Objective: The present study evaluated the association between fruit and vegetable intake and the incidence of upper respiratory tract infection (URTI) during pregnancy.
Design: In a cohort of 1034 North American women, each subject was asked retrospectively about their fruit and vegetable intake during the six months before the pregnancy and their occurrences of URTI during the first half of pregnancy. Multivariable-adjusted hazard ratios (HR) were calculated with Cox proportional hazards models.

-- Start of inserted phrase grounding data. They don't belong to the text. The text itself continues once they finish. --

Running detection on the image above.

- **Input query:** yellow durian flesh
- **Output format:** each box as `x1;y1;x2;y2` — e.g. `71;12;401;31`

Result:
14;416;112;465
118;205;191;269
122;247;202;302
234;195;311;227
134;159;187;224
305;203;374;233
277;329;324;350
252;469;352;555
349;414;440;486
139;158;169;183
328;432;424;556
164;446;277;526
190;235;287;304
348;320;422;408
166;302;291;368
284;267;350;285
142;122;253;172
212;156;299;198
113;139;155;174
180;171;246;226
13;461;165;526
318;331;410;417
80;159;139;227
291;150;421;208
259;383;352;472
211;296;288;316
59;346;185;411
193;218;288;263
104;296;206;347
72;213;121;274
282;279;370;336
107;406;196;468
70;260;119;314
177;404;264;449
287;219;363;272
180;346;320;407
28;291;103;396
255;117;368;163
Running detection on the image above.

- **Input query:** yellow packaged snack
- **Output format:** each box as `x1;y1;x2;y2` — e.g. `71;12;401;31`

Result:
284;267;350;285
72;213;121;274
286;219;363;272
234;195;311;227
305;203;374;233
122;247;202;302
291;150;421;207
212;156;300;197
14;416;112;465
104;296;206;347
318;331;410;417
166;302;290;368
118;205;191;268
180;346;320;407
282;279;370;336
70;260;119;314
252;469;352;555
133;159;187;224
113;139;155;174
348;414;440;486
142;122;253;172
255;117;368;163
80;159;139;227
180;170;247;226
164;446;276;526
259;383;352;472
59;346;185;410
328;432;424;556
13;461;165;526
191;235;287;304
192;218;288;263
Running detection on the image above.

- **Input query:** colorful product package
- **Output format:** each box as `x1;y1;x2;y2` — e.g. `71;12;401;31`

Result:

Results: The adjusted HR of URTI for women in the highest quartile (median 8.54 servings/d) v. the lowest quartile (median 1.91 servings/d) of total fruit and vegetable intake was 0.74 (95 % CI 0.53, 1.05) for the 5-month follow-up period and 0.61 (95 % CI 0.39, 0.97) for the 3-month follow-up period, respectively. A dose-related reduction of URTI risk according to quartile of intake was found in the 3-month (P for trend = 0.03) but not the 5-month follow-up. No association was found between either fruit or vegetable intake alone in relation to the 5-month or the 3-month risk of URTI.
Conclusions: Women who consume more fruits and vegetables have a moderate reduction in risk of URTI during pregnancy, and this benefit appears to be derived from both fruits and vegetables instead of either alone.